Quarter-Less Crisis

I was looking through my phone contacts the other day when I came across one that baffled me for a moment:  Jason Cheapass.  Was that a French last name misspelled….Cheapasse?  Chepasse?  It suddenly dawned on me that this was a guy I’d hung out with once last year and dubbed “Jason Cheap Ass.”

I had briefly met Jason at a mutual friend’s 30th birthday, and we became reacquainted months later when he hit me up on Grindr.   Jason was a big flirt right off the bat, and he was a good looking guy, so we made arrangements to hang out the following week.

The morning of our plans Jason texted me, asking if we could do a TV and drinks night at his place since he was short on cash.  That sounded fine to me.  I brought a bottle of Grey Goose I’d gotten as a birthday gift over to his apartment, which was just a few blocks from mine.

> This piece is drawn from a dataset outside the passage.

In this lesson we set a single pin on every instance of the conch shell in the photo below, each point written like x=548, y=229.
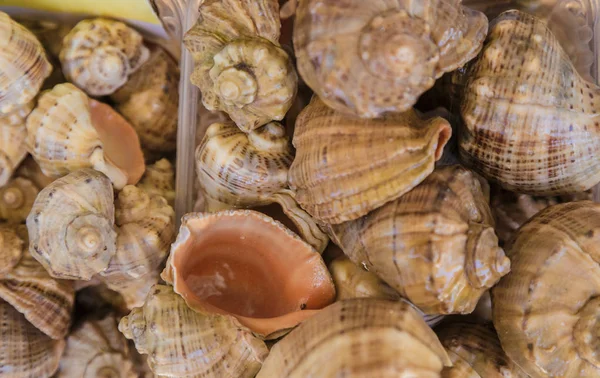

Jason immediately poured us a couple of very potent vodka sodas, and they kept coming as we watched Dancing with the Stars and played with his puppy.  We were getting a little buzzed and having a good time making fun of the contestants (this was the Bristol Palin edition, after all).  I put my arm around him at some point, and as the drinks kept coming, we cuddled closer until I leaned over to kiss him.   I don’t know if it was the vodka, the lack of A/C in his apartment or Jennifer Grey’s fancy footwork, but we started making out voraciously for the duration of the two hour show.

At one point, Jason rolled me over onto my back on the sofa.  I landed on a hard metal object which jabbed me in my lower back.  I reached underneath my back to extract a quarter.  Not thinking much of it and still going at it, I chucked the coin a few feet away so that neither of us would land on it again.   Jason saw the coin fly through the air and threw me off of him.
“What was that???  Was that change??” he cried, bolting to his feet.
“Oh yeah, I landed on a quarter.”
“A QUARTER???  What’d you do with it?  Did you take it?!!”
Jesus Christ, was this kid serious?
“No, I tossed onto the table,” I said.  “Here, it couldn’t have gone far.”

Jason had already turned over the couch cushions and dropped to the floor in search of the precious metal.   I could think of a much better reason for him to be on his knees at this point in the date….but, yeah, I got swooped up into his hysteria and started frantically looking as well.

“You don’t understand,” he said, “I only have $1.82 in my bank account until I get paid on Thursday!!!”
Look, I get living frugally and having cash flow problems, but there’s really no need for me to know to the penny how much money one has or doesn’t have to one’s name.   I guess I can’t ignore the fact that this quarter was going to put Jason over the two dollar mark.

“I FOUND IT!!!!” he squealed, fishing it out from underneath the coffee table.   He was grinning ear-to-ear and ran to deposit it into his wallet.  At this point, the whole experience had sobered me up; I grabbed my belongings and got the hell out of there, even leaving my precious vodka behind.   He probably needed it more than I did.

A few days later, Jason messaged me on Grindr and thanked me for a lovely time.  He apologized for finishing my booze but suggested we hang out again soon, especially now that he had been paid.  I agreed, mostly because I wanted him to throw another financially-related tantrum.  What if I planted a Sacajawea on his window sill and brought it to his attention just before *inadvertently* knocking it out the window?  I’m evil.
Jason and I made plans to hang out a few days later.  I texted him as I was getting off work to see what was up.
“I want to hang, but I only have $1.65 until I’m paid on Thursday,” he replied.  Again?  This was too rich to pass up.
“Didn’t I see on Facebook that you went to Gay Days at Disneyland last weekend?” I texted back.
“Everything was paid for by others.”

I scratched my head; this 28 year-old man with a job, his own apartment and a dog, is continually down to a dollar and change and happy to broadcast it to the world.  At this point, spending time with him just to get a story was no longer enticing.  I told him we’d just hang out another time.

I happened to run into Jason a few months later in the bathroom at Motherlode.  He gave me a dirty look.  I’d been drinking, so I started harassing him.
“Oh hey Jason…..what, are the drinks $1.82 tonight?  Is that why you’re out?”
He walked up and shoved me a little.
“What’s your problem, dude?  Is this just because I never asked you out again?”
I shoved him back.
“You flipped out on me over a fucking quarter.  Go take your $1.40-whatever and fuck yourself.”  I walked out of the tiny bathroom.

“You know, you’re not that cute anyway!” he cried.

What a bizarre window into this guy’s life this had been, not to mention hands-down one of the strangest dates I’ve ever had.  Never tell anyone exactly how much money you have to your name; that’s just tacky. One man’s quarter is another man’s $100 bill, I suppose.
Oh, I do know Jason’s last name, but at the time, I thought “Cheap Ass” was a much more fitting description in my phone.


Seeking a change in his life, the author moved to his own apartment in West Hollywood in 2008.  The column is a look at the life of this single 29 year-old who’s enjoying his life while casually looking for Mr. Right…or Mr. Right Now.